Par ailleurs, dans l’exercice des questionnaires d’auto-évaluation de la mémoire (une certaine catégorie de questionnaires de métamémoire), il est important d’être prudent quant aux interprétations des résultats en fonction des évaluateurs participant aux études. En effet,

un certain nombre d’études ont mis en évidence que les proches des patients pouvaient être de bons évaluateurs, voire même pour certains des évaluateurs réalistes des troubles de mémoire du patient cérébrolésé. D’autres auteurs ont remis pourtant cette idée en question (Prigatano & Fordyce, 1986 ; McGlynn & Schacter, 1989 ; Langevin, 1993 ; Croteau & Nolin, 1997). Lors d’études sur la conscience des troubles de mémoire, il a été donné à des patients, un de leur proche et un professionnel appartenant à l’équipe soignante, un questionnaire d’auto- évaluation. Seules les évaluations des professionnels étaient corrélées significativement avec des épreuves standards. Les proches sous-évaluaient les problèmes du patient en partie en raison de leurs propres mécanismes de défense face à l’événement traumatisant. McGlynn et Schacter (1989) et Nolin (1991) ont souligné que la famille peut être en processus de deuil face aux pertes fonctionnelles et cognitives du patient. La propre démarche du parent peut entraîner des réactions telles que la colère, le déni, la pensée magique ou un irréalisme face aux séquelles.

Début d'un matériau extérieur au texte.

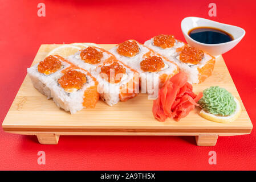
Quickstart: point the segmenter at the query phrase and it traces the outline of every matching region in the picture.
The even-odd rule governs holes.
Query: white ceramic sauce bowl
[[[217,57],[235,47],[245,35],[245,31],[240,27],[212,21],[198,17],[186,17],[181,21],[181,30],[188,44],[201,49],[212,56]],[[188,35],[189,31],[194,28],[209,27],[223,30],[231,34],[234,40],[220,44],[205,44],[194,40]]]

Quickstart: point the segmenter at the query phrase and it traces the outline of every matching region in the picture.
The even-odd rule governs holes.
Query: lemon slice
[[[76,47],[79,47],[81,49],[87,48],[89,46],[94,46],[94,47],[100,47],[96,44],[90,43],[72,43],[72,44],[70,44],[70,45],[72,45],[72,46],[76,46]]]
[[[79,51],[80,48],[77,46],[64,44],[55,48],[53,50],[51,51],[47,56],[50,55],[57,55],[63,57],[67,57],[71,55],[74,55],[76,52]]]
[[[242,111],[242,107],[239,101],[235,97],[234,97],[234,100],[237,104],[237,108],[235,109],[234,113],[230,115],[218,116],[207,113],[203,109],[202,109],[200,113],[199,113],[199,115],[205,119],[218,123],[230,123],[234,121],[239,117]]]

Ces états affectifs pourraient fausser l’évaluation qu’ils font des capacités du malade. Comme l’ont noté Croteau & Nolin (1997), il semble essentiel de tenir compte du niveau d’adaptation des proches lorsque l’on songe à utiliser leur jugement comme critère de comparaison dans une mesure d’évaluation. Certains proches, vivant difficilement la situation, pourraient majorer les troubles du malade dans l’évaluation qu’ils pourraient fournir dans les questionnaires, alors qu’au contraire, d’autres, s’étant adaptés aux troubles, pourraient les minorer. A l’opposé, le professionnel est plus susceptible d’être "objectif" parce qu’il n’est pas totalement intégré dans une relation personnelle avec le patient. Par ailleurs, la littérature (Sunderland et al., 1983) souligne que les items des questionnaires ne renvoient pas toujours explicitement à des situations de la vie quotidienne ou que la mémoire n’est pas sollicitée de la même manière dans les tests en laboratoire et dans la vie de tous les jours (indices contextuels permettant un recouvrement des informations en mémoire), ce qui peut expliquer cet écart entre évaluation des patients ou de leurs proches et tests objectifs de mémoire.

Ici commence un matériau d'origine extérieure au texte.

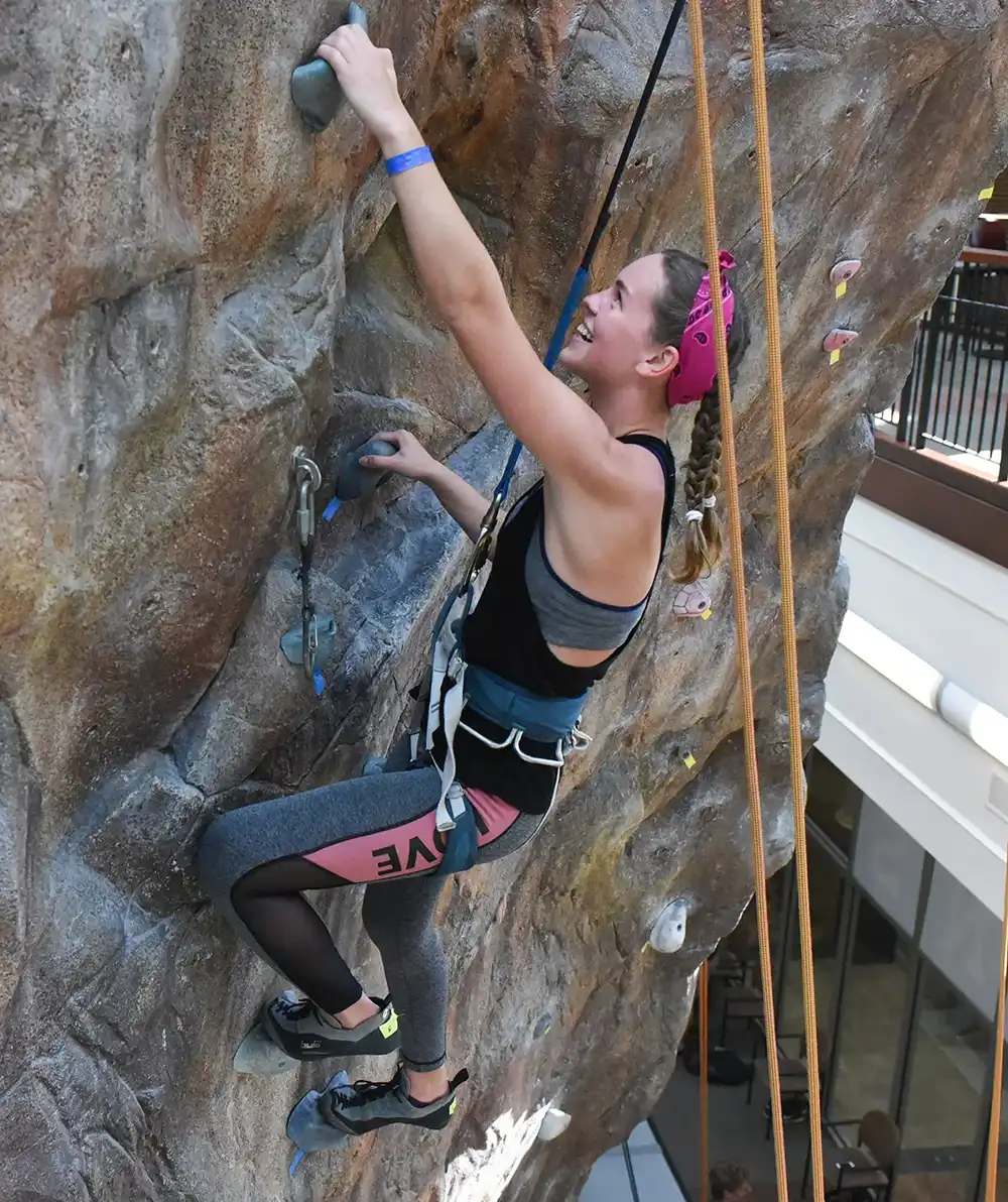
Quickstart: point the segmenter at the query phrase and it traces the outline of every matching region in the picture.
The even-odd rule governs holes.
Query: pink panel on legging
[[[482,789],[467,789],[465,793],[477,813],[477,841],[481,847],[500,838],[518,817],[519,811],[513,805],[491,793],[484,793]],[[411,876],[441,863],[441,835],[436,835],[434,817],[435,813],[431,810],[412,822],[375,834],[344,839],[309,852],[304,858],[356,885],[384,881],[392,876]]]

En dépit des réserves exposées, Dixon (1989) distingue plusieurs raisons pour lesquelles des questionnaires sont utilisés :

- ils peuvent servir à simuler des manifestations de la vie quotidienne,

- ils permettent une représentation plus adéquate de l’étendue des phénomènes métamnésiques,

- ils peuvent fournir un moyen naturel de représenter la multidimensionnalité du phénomène,

- ils permettent de promouvoir le travail théorique dans cette perspective (c’est-à-dire de la multidimensionnalité),

- ils permettent de promouvoir le travail théorique sur le lien entre métamémoire et mémoire,

- ils permettent une articulation entre processus sociaux, affectifs et cognitifs.

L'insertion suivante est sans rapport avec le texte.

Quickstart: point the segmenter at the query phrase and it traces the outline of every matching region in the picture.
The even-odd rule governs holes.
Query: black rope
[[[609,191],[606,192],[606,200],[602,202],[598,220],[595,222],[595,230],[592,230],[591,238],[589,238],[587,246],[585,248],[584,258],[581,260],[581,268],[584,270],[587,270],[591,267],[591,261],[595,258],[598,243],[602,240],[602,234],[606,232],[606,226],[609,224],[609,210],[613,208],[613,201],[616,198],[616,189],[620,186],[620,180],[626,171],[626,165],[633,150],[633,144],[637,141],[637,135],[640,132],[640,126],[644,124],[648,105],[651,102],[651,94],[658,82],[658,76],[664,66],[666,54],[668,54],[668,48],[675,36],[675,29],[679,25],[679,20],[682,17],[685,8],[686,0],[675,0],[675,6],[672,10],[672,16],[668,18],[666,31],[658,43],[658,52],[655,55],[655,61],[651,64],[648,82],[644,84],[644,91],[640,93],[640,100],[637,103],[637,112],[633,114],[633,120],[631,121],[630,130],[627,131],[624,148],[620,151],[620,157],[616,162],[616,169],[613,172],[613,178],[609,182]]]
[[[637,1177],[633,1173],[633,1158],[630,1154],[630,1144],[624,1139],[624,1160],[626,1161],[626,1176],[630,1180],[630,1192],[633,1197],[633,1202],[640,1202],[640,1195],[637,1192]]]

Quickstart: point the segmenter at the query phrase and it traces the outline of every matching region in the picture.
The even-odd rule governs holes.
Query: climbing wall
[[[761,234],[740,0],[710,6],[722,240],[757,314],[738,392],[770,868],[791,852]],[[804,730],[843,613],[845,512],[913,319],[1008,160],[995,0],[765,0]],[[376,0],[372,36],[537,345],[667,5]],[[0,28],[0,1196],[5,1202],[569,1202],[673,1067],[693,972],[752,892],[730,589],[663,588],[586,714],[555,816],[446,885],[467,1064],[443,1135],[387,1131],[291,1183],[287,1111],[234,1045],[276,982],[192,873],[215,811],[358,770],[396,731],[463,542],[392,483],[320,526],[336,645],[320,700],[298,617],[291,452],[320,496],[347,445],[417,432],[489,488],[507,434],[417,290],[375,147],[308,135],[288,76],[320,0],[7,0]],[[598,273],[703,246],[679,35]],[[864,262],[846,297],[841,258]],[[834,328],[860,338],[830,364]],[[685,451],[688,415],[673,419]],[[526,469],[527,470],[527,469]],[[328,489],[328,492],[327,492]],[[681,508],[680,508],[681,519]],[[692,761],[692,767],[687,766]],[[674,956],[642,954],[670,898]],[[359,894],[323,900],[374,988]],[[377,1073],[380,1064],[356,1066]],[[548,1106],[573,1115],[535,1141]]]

En outre, Van der Linden et Wyns (Van der Linden & Bruyer, 1991) voient un intérêt sur le plan pratique à utiliser ces questionnaires : « l’auto-évaluation par questionnaire permet de repérer les croyances du patient sur ses capacités ; l’identification de ces croyances est importante : elles peuvent déterminer une tâche ; elles peuvent également influencer le déroulement d’une rééducation. ». Cet intérêt thérapeutique est également mis en avant par Croteau et Nolin (1997).